Asset Management Intelligence; What You Don’t Know, Will Cost You

Have you ever made an inquiry about the status of a server or application to your IT staff and received a less than a comforting reply?  Clearly, this is not the zone you want to find yourself in. A lack of in-depth knowledge regarding what is connected, who has access and which software version is running on the network will lead to security breaches, unnecessarily high operating cost and vendors taking advantage of you.

Unfortunately, this scenario is commonplace. To help find an answer, Data Center Knowledge turns to Nlyte’s Chief Marketing Officer, Mark Gaydos, for some real-world advice to give to readers.

As originally posted in Data Center Knowledge, read below, how to arm your IT staff with the visibility needed to truly understand what is happening--anywhere--on the network.

Asset Management Intelligence; What you don’t know, will cost you.

“What do you know about your computing infrastructure?”

It’s a question that is often asked but seldom replied to in a sufficient manner by IT staff. In fact, most replies seem to contain the phrase, “we think.” When it comes to important questions on receiving information from directory services or contract sizes, “we think,” will not cut it. In order to properly answer these questions, IT needs the ability to gather data from a large host of assets and more importantly—consolidate and reconcile the data so it all makes sense for human resources, financial, legal and other stakeholders within the company that requires current information.

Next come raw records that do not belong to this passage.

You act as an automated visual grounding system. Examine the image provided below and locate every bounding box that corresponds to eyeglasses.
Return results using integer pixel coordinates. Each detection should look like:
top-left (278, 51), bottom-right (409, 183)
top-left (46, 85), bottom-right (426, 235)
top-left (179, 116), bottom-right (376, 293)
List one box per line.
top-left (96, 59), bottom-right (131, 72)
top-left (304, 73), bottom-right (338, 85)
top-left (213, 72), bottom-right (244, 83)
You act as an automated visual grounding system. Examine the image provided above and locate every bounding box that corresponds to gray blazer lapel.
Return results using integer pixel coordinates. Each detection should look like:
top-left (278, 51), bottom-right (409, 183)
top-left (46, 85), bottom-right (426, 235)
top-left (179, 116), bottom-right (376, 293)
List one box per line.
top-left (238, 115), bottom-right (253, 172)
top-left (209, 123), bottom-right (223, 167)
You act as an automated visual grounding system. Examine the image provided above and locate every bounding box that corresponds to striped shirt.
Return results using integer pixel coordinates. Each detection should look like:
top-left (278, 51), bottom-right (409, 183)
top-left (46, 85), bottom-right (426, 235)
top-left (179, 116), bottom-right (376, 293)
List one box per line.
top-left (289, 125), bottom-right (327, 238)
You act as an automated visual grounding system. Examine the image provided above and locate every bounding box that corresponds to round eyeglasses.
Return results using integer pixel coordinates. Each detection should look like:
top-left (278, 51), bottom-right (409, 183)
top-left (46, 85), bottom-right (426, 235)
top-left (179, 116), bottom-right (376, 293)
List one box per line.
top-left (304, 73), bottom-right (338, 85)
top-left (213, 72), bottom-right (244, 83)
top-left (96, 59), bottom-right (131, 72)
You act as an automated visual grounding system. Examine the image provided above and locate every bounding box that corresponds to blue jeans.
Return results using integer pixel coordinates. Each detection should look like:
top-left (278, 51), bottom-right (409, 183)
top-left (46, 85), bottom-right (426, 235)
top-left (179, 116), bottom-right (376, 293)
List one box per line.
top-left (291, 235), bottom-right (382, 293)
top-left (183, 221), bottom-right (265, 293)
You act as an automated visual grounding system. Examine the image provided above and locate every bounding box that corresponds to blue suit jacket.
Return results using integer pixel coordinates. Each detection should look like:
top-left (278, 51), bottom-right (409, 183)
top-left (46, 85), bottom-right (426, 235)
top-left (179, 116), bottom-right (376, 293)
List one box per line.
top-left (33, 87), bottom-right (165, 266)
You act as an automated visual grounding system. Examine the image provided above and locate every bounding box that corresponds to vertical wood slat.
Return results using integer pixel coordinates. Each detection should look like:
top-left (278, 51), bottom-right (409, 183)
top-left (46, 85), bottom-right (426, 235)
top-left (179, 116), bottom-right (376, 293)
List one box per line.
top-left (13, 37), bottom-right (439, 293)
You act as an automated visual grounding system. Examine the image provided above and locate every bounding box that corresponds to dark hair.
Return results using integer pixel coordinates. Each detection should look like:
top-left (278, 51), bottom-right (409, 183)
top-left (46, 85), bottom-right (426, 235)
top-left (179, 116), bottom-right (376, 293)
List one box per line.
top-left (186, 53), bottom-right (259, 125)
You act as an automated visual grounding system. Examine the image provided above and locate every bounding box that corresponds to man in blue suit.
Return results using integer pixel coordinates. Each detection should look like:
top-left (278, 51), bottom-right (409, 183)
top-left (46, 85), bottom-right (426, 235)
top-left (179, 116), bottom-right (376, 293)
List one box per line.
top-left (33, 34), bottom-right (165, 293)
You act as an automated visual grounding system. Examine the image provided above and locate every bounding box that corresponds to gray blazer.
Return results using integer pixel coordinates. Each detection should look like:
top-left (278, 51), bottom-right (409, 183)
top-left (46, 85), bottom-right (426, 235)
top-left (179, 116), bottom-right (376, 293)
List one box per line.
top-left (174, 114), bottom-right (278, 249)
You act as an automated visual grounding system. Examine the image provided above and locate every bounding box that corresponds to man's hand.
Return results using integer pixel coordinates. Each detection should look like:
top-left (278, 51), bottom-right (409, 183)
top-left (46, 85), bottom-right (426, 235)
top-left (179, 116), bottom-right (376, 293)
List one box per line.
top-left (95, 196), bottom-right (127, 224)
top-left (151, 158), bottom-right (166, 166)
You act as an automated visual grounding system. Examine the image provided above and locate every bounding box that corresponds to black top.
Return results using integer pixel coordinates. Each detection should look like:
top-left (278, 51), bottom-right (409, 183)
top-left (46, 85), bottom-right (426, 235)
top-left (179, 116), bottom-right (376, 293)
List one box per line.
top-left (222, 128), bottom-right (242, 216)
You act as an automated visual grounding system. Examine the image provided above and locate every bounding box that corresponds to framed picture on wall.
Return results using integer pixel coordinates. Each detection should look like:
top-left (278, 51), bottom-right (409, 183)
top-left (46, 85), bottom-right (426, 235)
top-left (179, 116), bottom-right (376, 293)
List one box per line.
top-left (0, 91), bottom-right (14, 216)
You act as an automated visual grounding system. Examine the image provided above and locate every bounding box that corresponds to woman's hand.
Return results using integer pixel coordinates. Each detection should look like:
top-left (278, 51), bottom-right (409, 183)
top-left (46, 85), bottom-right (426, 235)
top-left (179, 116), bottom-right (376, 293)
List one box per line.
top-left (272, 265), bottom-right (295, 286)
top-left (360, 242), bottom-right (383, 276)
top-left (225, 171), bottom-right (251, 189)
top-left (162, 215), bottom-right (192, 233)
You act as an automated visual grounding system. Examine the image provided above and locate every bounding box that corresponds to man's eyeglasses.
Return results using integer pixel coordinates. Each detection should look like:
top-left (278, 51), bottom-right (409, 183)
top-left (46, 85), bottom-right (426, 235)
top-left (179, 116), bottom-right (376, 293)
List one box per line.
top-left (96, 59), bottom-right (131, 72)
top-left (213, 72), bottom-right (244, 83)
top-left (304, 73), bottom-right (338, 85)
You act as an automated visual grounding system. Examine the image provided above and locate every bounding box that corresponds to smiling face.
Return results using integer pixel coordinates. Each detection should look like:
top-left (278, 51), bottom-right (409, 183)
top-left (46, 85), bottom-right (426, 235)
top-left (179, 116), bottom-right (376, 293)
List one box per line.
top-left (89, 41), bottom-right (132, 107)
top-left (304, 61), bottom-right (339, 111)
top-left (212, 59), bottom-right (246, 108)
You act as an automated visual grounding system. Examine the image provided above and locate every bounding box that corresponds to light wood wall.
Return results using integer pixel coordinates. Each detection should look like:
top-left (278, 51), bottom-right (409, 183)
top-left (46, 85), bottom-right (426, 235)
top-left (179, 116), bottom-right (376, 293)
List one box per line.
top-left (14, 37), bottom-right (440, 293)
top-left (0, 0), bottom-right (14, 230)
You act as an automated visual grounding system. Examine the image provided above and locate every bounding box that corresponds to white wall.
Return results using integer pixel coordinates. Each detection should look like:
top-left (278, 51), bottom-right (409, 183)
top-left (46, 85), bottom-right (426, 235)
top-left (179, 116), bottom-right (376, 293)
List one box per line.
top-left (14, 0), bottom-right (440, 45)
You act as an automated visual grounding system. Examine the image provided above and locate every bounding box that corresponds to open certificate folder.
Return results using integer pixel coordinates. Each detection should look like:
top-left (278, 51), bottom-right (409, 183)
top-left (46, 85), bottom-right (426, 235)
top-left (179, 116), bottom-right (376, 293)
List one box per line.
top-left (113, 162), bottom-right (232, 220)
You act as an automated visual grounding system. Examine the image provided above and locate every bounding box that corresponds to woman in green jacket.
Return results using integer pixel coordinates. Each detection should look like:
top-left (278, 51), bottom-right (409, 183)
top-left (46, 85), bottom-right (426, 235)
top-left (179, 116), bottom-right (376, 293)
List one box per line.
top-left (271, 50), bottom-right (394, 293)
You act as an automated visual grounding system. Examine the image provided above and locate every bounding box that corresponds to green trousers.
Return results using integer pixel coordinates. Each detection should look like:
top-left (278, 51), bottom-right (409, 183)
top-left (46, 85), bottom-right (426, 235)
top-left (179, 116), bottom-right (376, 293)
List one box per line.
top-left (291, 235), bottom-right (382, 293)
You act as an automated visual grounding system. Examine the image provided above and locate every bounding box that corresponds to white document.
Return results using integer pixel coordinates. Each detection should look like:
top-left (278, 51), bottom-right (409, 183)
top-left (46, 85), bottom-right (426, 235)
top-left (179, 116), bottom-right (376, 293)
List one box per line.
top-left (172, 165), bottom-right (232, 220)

Collecting data is only the first step. Once the necessary data is in one system, asset intelligence can be leveraged to serve a number of vital needs. For example, achieving a greater understanding of a company’s vendors in order to negotiate with confidence. Asset intelligence uncovers all the hardware and software details to enable confidence, such as empowering a purchasing department to negotiate more favorable prices from contracted vendors.

Utilizing asset management intelligence is not only about vendor negotiations, but it also has many other practical applications because the data is always fresh—it’s the single-source-of-truth to an ever-changing inventory. Imagine having information on who is using what software, on what desktops and when the last patch was applied at your fingertips. For example, if there is a Microsoft fix or a big Intel patch for a CPU problem, how do you know how many systems actually received the patch?

Then there is attempting to control maintenance renewals. Do you know what you’re renewing or are you just signing a check? Applying asset management techniques, you can reconcile the necessary data and cross-reference it with contractual obligations to determine if a vendor is charging you too much.

The fact is: IT has become responsible for finding things nobody knows about and older, legacy asset management systems are of little use because they don’t have these advanced capabilities. Change management applications can help to an extent, but 3% to 4% of technology assets are fantom, which means, that nobody knows about them. Yet, they are still connected to and running on the network—change management applications will never see them.

Technology Asset Management Solutions provide the Single-Source-of-Truth

By contrast, today’s asset management solutions go far beyond change management capabilities. They offer granular information such as the ability to geo-locate a device, identify a subnet in prefixing and link it back to the core system. This is important because fresh data is now required by all parts of the organization; service management wants to know the configuration of the hardware in the operating systems; facilities need to know how many servers there are to properly power the racks, as well as the mergers & acquisitions that need data to know exactly what they're acquiring. IT managers who are savvy enough to deploy a technology asset management system (TAM) will have that single-source-of-truth to better manage security, compliance, and software licensing.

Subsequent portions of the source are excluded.